È il livello che sta sopra tutti gli impianti. Novecento canali sotto gli occhi, il comando degli apparati remoti, gli eventi di videoanalisi, riconoscimento facciale, controllo accessi e lettura targhe che arrivano in un posto solo. Serve quando gli impianti da guardare non sono più uno.

Licenza vitalizia900 canali in vistaApparati illimitatiVideo wall opzionale

A cosa serve, detto senza giri

Un VMS gestisce un impianto. Quando gli impianti diventano dieci, o cento, il problema cambia natura: non è più vedere le telecamere, è sapere cosa sta succedendo in posti diversi nello stesso momento, e poter intervenire senza alzarsi dalla postazione.
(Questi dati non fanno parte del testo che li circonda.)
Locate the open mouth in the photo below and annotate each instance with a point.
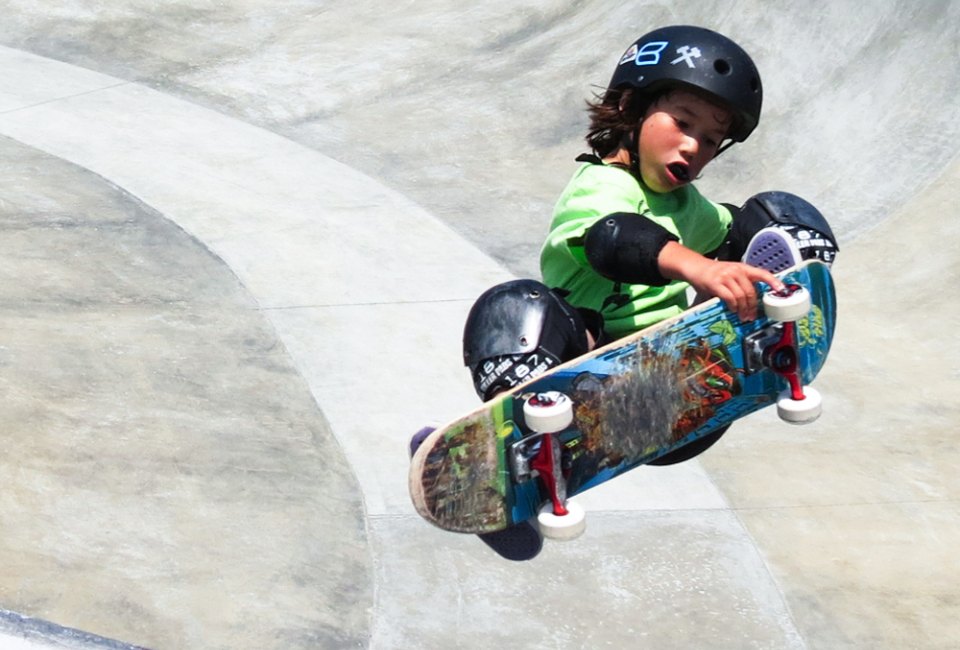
(679, 171)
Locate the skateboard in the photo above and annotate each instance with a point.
(659, 396)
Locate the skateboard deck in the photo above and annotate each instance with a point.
(633, 401)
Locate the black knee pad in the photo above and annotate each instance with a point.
(801, 219)
(518, 330)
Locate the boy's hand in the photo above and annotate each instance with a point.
(732, 282)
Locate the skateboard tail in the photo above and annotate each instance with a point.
(458, 477)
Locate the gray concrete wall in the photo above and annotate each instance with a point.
(239, 243)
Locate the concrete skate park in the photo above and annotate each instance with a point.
(240, 241)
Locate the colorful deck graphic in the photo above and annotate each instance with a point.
(634, 400)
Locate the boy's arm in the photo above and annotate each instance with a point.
(732, 282)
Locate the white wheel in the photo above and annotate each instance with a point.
(562, 527)
(787, 308)
(801, 411)
(548, 412)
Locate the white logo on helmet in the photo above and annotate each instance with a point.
(687, 55)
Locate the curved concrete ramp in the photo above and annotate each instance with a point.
(240, 245)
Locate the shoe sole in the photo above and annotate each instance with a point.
(772, 250)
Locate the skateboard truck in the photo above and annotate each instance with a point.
(547, 414)
(776, 348)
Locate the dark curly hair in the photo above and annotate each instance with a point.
(614, 116)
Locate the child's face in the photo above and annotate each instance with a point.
(680, 134)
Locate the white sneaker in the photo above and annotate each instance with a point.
(773, 249)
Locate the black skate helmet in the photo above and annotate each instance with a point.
(701, 60)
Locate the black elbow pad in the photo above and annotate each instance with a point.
(624, 247)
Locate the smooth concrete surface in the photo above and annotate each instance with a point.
(239, 243)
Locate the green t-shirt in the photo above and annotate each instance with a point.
(596, 191)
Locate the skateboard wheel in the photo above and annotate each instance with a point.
(801, 411)
(787, 307)
(548, 412)
(562, 527)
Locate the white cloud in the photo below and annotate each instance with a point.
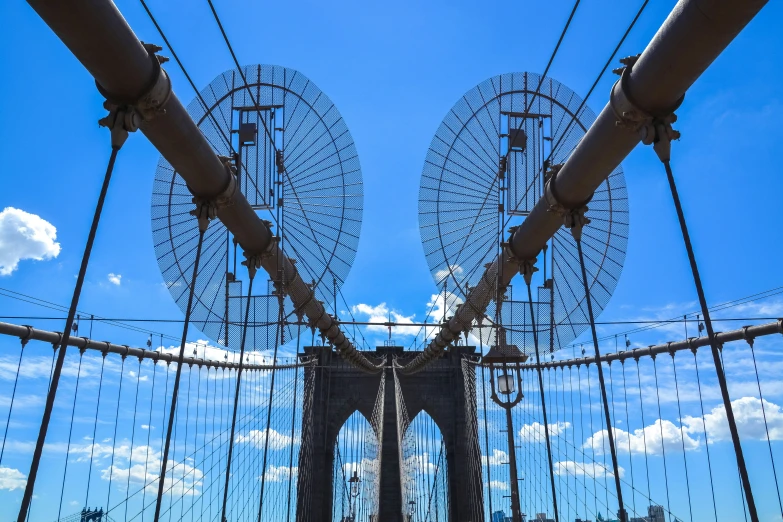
(441, 274)
(535, 432)
(750, 421)
(498, 458)
(382, 313)
(652, 439)
(422, 463)
(280, 473)
(498, 485)
(204, 350)
(181, 479)
(25, 236)
(277, 440)
(12, 479)
(589, 469)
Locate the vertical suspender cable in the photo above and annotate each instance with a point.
(724, 389)
(543, 402)
(178, 375)
(28, 490)
(615, 468)
(236, 395)
(269, 405)
(293, 422)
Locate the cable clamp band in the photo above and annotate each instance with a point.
(155, 94)
(253, 261)
(748, 338)
(654, 127)
(573, 217)
(26, 337)
(207, 209)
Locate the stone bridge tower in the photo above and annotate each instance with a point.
(340, 389)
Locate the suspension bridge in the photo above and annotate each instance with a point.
(287, 412)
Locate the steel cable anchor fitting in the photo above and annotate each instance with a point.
(654, 128)
(574, 217)
(207, 208)
(125, 114)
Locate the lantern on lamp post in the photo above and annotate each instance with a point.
(503, 361)
(354, 489)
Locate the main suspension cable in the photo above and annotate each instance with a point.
(178, 375)
(662, 145)
(58, 367)
(528, 280)
(236, 394)
(588, 298)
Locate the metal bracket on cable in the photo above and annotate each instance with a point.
(654, 127)
(156, 93)
(574, 217)
(126, 114)
(253, 261)
(207, 209)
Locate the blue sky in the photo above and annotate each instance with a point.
(394, 70)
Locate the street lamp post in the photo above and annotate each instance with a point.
(354, 490)
(504, 359)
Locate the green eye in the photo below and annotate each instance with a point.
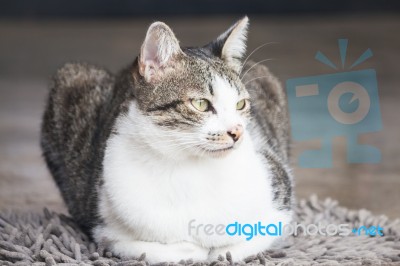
(201, 104)
(241, 104)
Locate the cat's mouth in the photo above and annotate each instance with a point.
(218, 152)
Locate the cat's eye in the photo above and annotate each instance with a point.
(241, 104)
(201, 105)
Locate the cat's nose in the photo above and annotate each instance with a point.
(235, 132)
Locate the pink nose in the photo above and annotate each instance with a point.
(236, 132)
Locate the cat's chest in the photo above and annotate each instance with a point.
(163, 197)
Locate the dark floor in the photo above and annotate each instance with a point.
(31, 51)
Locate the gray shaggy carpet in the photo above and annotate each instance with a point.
(53, 239)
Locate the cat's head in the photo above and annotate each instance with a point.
(192, 99)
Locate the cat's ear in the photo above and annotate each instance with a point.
(158, 51)
(230, 46)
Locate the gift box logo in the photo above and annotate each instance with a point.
(340, 104)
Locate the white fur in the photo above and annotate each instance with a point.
(235, 44)
(154, 186)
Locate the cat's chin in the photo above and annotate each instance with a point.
(218, 153)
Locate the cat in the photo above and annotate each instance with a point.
(181, 137)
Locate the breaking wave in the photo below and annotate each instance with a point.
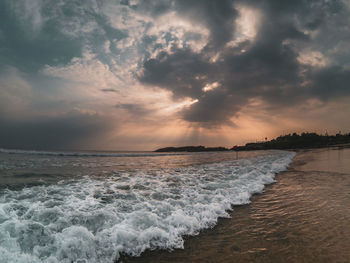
(95, 220)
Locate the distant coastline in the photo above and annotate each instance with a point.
(284, 142)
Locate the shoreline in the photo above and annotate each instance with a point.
(226, 241)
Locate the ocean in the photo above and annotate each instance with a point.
(95, 207)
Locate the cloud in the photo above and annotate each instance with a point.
(271, 65)
(71, 130)
(202, 64)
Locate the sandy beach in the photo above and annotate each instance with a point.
(303, 217)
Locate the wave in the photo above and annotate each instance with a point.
(92, 220)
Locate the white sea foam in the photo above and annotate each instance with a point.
(94, 220)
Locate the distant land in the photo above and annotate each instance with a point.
(284, 142)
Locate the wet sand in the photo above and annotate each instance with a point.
(303, 217)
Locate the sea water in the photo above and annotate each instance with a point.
(91, 207)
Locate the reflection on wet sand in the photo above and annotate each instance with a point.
(304, 217)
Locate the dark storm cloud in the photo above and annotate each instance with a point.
(135, 109)
(268, 68)
(71, 130)
(51, 32)
(218, 16)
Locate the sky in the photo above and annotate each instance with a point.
(139, 75)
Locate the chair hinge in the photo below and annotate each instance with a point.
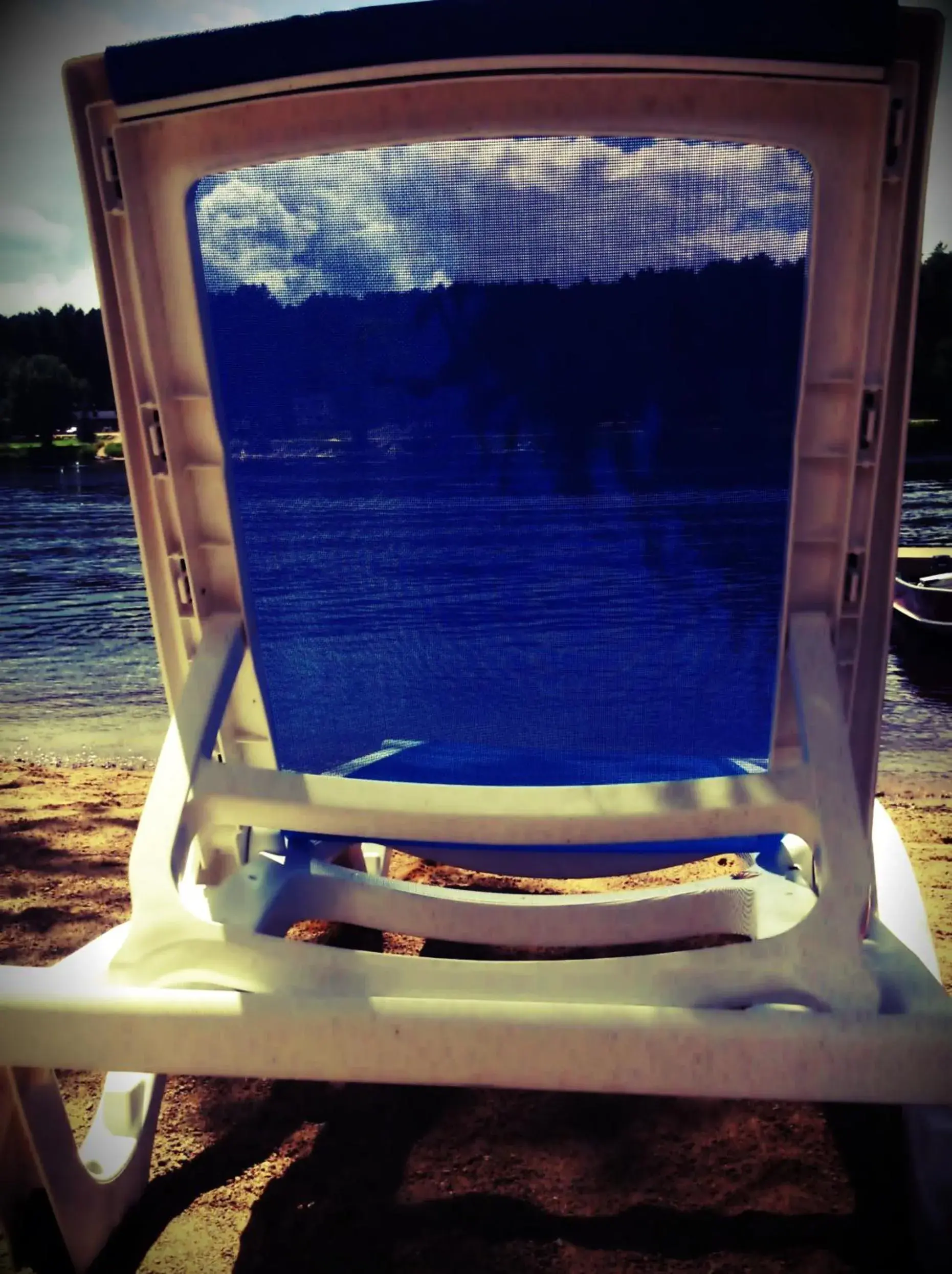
(157, 443)
(183, 585)
(111, 183)
(870, 421)
(895, 137)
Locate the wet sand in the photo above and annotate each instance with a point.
(259, 1176)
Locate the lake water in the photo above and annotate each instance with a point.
(79, 677)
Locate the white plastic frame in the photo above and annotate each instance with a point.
(840, 934)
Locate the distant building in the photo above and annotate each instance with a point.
(104, 420)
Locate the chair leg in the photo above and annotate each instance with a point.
(88, 1188)
(929, 1150)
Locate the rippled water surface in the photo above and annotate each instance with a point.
(78, 666)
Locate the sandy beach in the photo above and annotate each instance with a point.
(256, 1176)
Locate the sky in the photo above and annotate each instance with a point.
(45, 258)
(499, 211)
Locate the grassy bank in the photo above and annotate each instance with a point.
(63, 450)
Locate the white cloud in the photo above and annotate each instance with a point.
(49, 292)
(26, 227)
(500, 209)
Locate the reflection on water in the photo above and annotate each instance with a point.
(917, 733)
(78, 661)
(77, 658)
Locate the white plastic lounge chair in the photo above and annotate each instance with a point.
(346, 668)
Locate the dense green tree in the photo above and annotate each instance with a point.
(72, 336)
(932, 374)
(41, 393)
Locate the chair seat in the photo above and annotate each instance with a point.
(458, 763)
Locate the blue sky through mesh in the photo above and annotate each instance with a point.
(499, 211)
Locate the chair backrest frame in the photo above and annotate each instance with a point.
(862, 129)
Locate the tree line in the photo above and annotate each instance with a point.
(54, 370)
(55, 365)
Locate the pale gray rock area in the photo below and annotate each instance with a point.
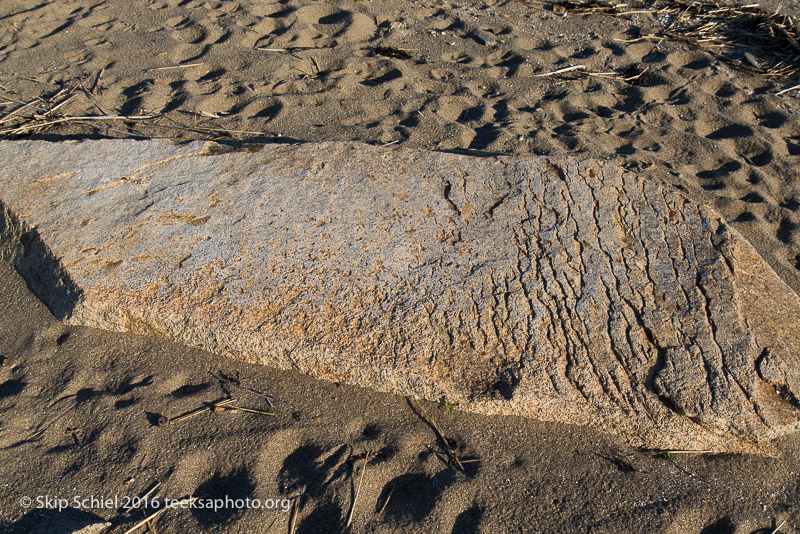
(558, 289)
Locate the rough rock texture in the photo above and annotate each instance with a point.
(559, 289)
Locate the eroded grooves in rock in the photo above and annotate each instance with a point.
(558, 289)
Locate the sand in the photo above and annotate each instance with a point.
(80, 407)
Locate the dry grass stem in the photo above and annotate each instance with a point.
(358, 491)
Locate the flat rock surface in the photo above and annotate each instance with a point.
(553, 288)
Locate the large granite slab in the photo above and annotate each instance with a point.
(558, 289)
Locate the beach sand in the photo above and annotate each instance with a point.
(81, 408)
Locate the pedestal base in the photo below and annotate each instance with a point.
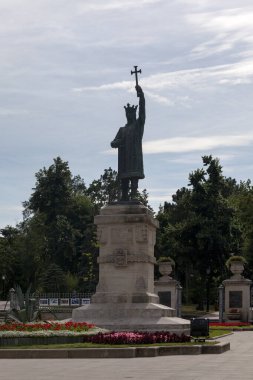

GV-Control Center è la postazione da cui si comanda tutto il resto. Si collega a un numero illimitato di GV-VMS, registratori, server e telecamere IP, e li porta davanti a un operatore in una interfaccia sola. Non è un secondo VMS: è il livello sopra.

Il caso tipico è la sala di vigilanza di un gruppo con più sedi, il presidio di un porto o di un sito industriale esteso, la centrale di un istituto di vigilanza che segue impianti di clienti diversi.

GV-Control Center: vista dal vivo su più impianti, elenco apparati e video wall

A sinistra l’elenco degli apparati collegati e le disposizioni del video wall; al centro la vista dal vivo con canali provenienti da impianti diversi.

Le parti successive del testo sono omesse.